O estudo indica que a educação pré-escolar será a mais afetada, com uma perda relativa de 55% no seu corpo docente, necessitando de 4.053 educadores. Por outro lado, o 3.º ciclo do ensino básico e a educação secundária enfrentarão a maior demanda absoluta, com 20.606 recrutamentos, após uma redução de 39% na oferta. O 2.º ciclo do ensino básico também sofrerá uma redução prevista de 42%, necessitando de 6.407 novos docentes até 2035.

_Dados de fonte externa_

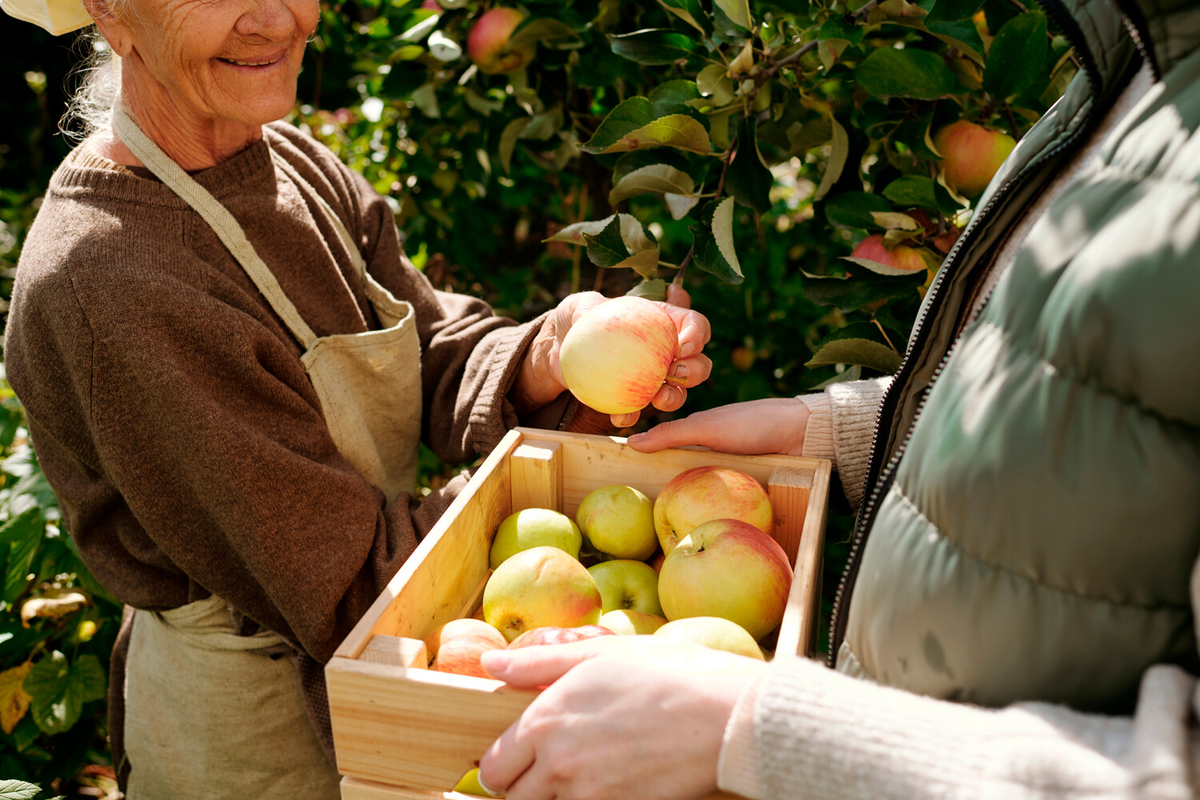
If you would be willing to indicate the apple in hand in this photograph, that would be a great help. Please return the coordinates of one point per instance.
(625, 583)
(487, 44)
(538, 588)
(533, 528)
(702, 493)
(619, 522)
(628, 621)
(715, 632)
(971, 155)
(727, 569)
(616, 358)
(552, 635)
(457, 645)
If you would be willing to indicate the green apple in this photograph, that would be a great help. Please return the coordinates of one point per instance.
(713, 632)
(538, 588)
(628, 621)
(702, 493)
(729, 569)
(625, 583)
(619, 522)
(534, 528)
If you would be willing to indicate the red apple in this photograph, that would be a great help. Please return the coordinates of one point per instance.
(540, 587)
(727, 569)
(552, 635)
(487, 44)
(703, 493)
(457, 645)
(971, 155)
(617, 355)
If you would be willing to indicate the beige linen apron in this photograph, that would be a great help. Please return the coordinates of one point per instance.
(210, 714)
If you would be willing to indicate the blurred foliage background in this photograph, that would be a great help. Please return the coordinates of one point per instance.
(749, 148)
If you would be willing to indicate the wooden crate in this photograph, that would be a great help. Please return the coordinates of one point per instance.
(402, 731)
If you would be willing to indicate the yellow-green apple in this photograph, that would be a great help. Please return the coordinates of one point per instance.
(628, 621)
(729, 569)
(619, 522)
(555, 635)
(625, 583)
(971, 155)
(538, 588)
(899, 257)
(533, 528)
(457, 645)
(702, 493)
(715, 632)
(487, 44)
(617, 355)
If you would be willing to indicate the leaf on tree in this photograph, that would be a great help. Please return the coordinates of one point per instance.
(1017, 56)
(863, 353)
(748, 180)
(921, 74)
(654, 179)
(13, 698)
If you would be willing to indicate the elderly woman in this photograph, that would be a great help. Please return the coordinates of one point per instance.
(227, 364)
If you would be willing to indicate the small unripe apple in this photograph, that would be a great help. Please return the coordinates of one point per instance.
(487, 44)
(899, 257)
(616, 358)
(971, 155)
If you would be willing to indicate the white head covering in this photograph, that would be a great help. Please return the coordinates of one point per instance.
(55, 16)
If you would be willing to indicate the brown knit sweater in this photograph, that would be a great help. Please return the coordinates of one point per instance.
(172, 415)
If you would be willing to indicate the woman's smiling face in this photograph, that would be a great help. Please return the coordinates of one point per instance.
(220, 60)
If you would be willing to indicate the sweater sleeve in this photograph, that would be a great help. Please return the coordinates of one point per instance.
(841, 425)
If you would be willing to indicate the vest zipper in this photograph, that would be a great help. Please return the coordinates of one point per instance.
(880, 480)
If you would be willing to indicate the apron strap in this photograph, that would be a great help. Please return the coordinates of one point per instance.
(217, 216)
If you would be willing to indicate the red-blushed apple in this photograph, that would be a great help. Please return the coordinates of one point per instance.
(534, 528)
(538, 588)
(715, 632)
(487, 44)
(702, 493)
(899, 257)
(457, 645)
(630, 623)
(971, 155)
(727, 569)
(625, 583)
(552, 635)
(619, 522)
(617, 355)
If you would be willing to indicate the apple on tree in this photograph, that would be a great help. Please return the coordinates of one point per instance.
(538, 588)
(534, 528)
(730, 569)
(616, 358)
(703, 493)
(625, 583)
(487, 44)
(619, 522)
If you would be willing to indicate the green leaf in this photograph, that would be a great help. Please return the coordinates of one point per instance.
(59, 690)
(18, 791)
(606, 248)
(748, 180)
(672, 131)
(654, 46)
(863, 353)
(1017, 56)
(888, 72)
(655, 179)
(946, 11)
(912, 191)
(855, 209)
(839, 149)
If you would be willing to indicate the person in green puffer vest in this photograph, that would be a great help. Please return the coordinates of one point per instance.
(1018, 614)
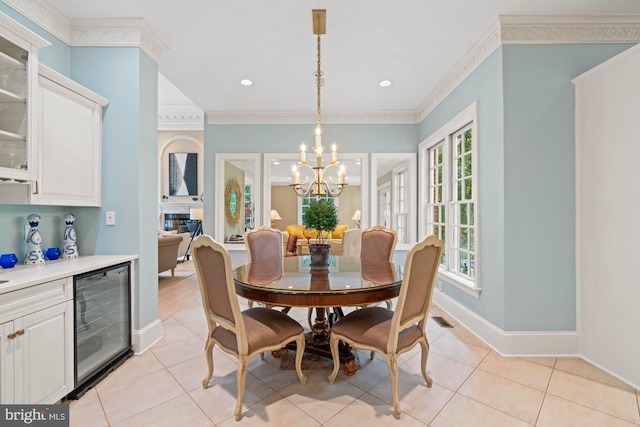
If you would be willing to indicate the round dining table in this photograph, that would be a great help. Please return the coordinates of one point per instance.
(347, 281)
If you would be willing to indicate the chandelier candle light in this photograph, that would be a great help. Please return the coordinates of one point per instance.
(318, 186)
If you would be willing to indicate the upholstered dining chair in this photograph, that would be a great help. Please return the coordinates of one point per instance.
(240, 333)
(392, 333)
(264, 244)
(378, 242)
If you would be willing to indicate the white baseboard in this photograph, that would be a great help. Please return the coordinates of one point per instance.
(144, 338)
(512, 344)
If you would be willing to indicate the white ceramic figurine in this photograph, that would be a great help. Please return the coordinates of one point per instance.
(69, 248)
(34, 241)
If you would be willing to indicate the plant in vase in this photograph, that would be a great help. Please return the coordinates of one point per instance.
(321, 215)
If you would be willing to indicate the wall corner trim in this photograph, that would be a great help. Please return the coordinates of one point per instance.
(514, 344)
(143, 339)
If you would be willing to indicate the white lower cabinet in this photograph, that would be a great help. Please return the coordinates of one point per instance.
(36, 363)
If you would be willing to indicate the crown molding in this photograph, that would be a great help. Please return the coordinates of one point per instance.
(90, 32)
(46, 15)
(481, 49)
(534, 29)
(116, 32)
(525, 29)
(180, 121)
(306, 117)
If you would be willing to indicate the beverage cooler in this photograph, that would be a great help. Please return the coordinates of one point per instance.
(102, 324)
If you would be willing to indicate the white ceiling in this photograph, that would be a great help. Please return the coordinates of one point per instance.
(211, 45)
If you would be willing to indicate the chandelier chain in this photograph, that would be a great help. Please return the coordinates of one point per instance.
(318, 74)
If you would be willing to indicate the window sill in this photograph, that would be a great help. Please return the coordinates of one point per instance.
(464, 285)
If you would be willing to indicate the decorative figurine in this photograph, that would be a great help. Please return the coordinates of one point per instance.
(69, 248)
(34, 240)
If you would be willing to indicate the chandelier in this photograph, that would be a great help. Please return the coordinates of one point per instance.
(318, 185)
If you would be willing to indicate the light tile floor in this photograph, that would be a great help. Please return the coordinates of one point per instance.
(473, 385)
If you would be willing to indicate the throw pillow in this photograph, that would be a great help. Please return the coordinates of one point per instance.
(296, 230)
(338, 232)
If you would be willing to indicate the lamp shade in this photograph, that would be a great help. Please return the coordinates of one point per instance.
(275, 215)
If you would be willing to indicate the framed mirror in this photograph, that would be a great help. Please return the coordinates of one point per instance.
(279, 196)
(393, 194)
(233, 202)
(237, 188)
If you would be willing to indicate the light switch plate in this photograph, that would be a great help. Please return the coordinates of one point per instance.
(111, 218)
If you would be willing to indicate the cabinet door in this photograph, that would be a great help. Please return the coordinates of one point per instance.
(70, 147)
(18, 79)
(6, 364)
(44, 355)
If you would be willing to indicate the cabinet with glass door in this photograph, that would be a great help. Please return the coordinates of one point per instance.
(18, 74)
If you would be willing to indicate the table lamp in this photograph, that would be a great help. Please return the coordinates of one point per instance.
(275, 216)
(356, 218)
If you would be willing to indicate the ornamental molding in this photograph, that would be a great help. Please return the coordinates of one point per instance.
(180, 121)
(481, 49)
(302, 117)
(534, 29)
(506, 29)
(117, 32)
(90, 32)
(46, 15)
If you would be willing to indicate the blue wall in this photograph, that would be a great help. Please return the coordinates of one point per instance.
(127, 77)
(365, 138)
(485, 86)
(539, 188)
(527, 185)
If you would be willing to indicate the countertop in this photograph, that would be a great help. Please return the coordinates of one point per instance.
(22, 276)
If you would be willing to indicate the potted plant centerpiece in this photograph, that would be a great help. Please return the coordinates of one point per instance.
(321, 215)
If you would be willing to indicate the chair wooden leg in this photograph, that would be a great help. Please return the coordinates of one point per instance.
(208, 355)
(423, 362)
(333, 343)
(392, 362)
(299, 352)
(241, 378)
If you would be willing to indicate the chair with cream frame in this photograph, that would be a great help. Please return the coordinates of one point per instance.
(240, 333)
(392, 333)
(378, 242)
(264, 244)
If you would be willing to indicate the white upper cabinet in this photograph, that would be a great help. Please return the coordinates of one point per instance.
(70, 147)
(18, 78)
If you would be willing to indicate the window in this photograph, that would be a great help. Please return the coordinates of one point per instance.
(449, 177)
(400, 204)
(384, 205)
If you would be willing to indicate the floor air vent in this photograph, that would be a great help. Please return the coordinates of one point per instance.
(442, 322)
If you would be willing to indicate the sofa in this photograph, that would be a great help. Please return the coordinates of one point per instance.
(168, 246)
(335, 239)
(184, 244)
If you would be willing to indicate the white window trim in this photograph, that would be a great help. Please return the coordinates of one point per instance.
(468, 115)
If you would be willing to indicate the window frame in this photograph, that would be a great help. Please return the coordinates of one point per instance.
(400, 203)
(445, 135)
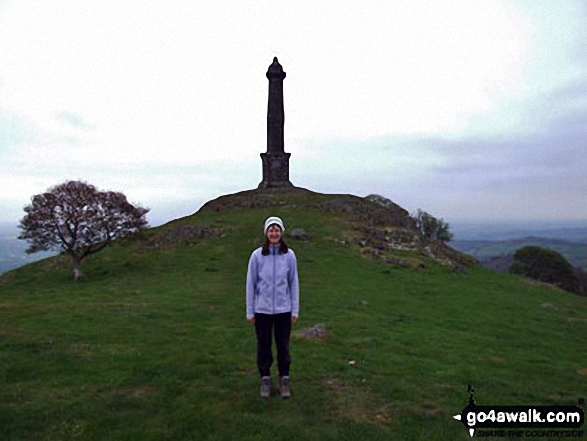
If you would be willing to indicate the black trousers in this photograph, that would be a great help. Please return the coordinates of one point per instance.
(264, 325)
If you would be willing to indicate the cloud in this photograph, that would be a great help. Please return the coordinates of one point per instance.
(73, 119)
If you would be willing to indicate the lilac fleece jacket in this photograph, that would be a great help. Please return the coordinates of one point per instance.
(272, 283)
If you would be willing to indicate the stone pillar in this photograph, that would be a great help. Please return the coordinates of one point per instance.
(275, 160)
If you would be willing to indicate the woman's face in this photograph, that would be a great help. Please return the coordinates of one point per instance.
(274, 234)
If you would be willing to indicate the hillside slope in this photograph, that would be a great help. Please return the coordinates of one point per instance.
(153, 344)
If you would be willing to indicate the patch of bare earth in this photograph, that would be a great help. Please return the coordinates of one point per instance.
(357, 402)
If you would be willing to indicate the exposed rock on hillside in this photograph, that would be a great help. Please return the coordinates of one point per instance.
(376, 224)
(179, 234)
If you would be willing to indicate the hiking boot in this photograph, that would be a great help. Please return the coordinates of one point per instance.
(284, 387)
(265, 387)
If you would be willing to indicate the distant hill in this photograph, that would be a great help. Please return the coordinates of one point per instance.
(495, 254)
(153, 343)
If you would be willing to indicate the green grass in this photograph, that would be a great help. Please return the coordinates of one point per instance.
(155, 345)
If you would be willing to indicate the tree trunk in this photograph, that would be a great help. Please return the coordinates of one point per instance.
(77, 274)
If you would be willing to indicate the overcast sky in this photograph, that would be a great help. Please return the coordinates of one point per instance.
(472, 111)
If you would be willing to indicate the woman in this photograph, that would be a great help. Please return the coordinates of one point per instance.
(273, 303)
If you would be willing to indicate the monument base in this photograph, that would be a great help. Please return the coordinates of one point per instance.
(275, 170)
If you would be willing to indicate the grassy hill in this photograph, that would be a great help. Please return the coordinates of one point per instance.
(154, 345)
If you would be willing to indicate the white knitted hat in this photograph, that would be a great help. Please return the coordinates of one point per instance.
(273, 220)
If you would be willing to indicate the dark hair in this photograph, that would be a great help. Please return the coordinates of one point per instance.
(282, 246)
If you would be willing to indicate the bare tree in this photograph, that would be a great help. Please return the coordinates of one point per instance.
(76, 218)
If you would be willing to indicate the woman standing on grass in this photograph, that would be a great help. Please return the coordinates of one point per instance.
(273, 303)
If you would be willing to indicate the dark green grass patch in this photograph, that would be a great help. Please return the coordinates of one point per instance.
(155, 345)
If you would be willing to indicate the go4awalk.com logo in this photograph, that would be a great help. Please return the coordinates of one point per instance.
(538, 421)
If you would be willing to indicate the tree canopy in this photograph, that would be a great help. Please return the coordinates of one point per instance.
(546, 266)
(78, 219)
(432, 227)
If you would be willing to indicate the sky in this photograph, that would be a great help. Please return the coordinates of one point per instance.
(471, 111)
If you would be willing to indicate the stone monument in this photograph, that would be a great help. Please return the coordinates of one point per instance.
(275, 160)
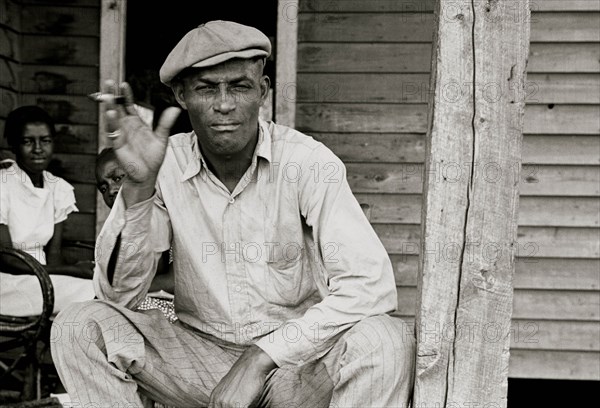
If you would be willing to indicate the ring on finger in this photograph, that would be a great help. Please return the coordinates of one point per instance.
(113, 135)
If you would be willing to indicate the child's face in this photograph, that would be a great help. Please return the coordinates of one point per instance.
(109, 178)
(35, 150)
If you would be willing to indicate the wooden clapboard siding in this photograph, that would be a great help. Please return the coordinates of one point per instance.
(409, 148)
(418, 27)
(529, 334)
(376, 117)
(57, 20)
(530, 273)
(534, 305)
(416, 58)
(60, 50)
(427, 5)
(362, 89)
(532, 243)
(536, 180)
(550, 364)
(533, 211)
(57, 79)
(414, 88)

A projeção do Estado da Educação 2024 aponta ainda para dificuldades no Ensino Superior, onde há uma concentração significativa de profissionais próximos da aposentadoria. «Quase metade dos docentes, 46,8%, tem 50 anos ou mais, enquanto apenas 22,9% são mais jovens, com menos de 40 anos, totalizando apenas 9.483 docentes. A urgência desse desafio é evidenciada pelo fato de a porcentagem de docentes com 60 anos ou mais na educação superior quase ter dobrado na última década», destaca o documento. Para o CNE, «esse cenário indica que a educação superior enfrentará, assim como a educação pré-escolar e a educação básica e secundária, uma onda crítica de substituição de quadros nos próximos anos».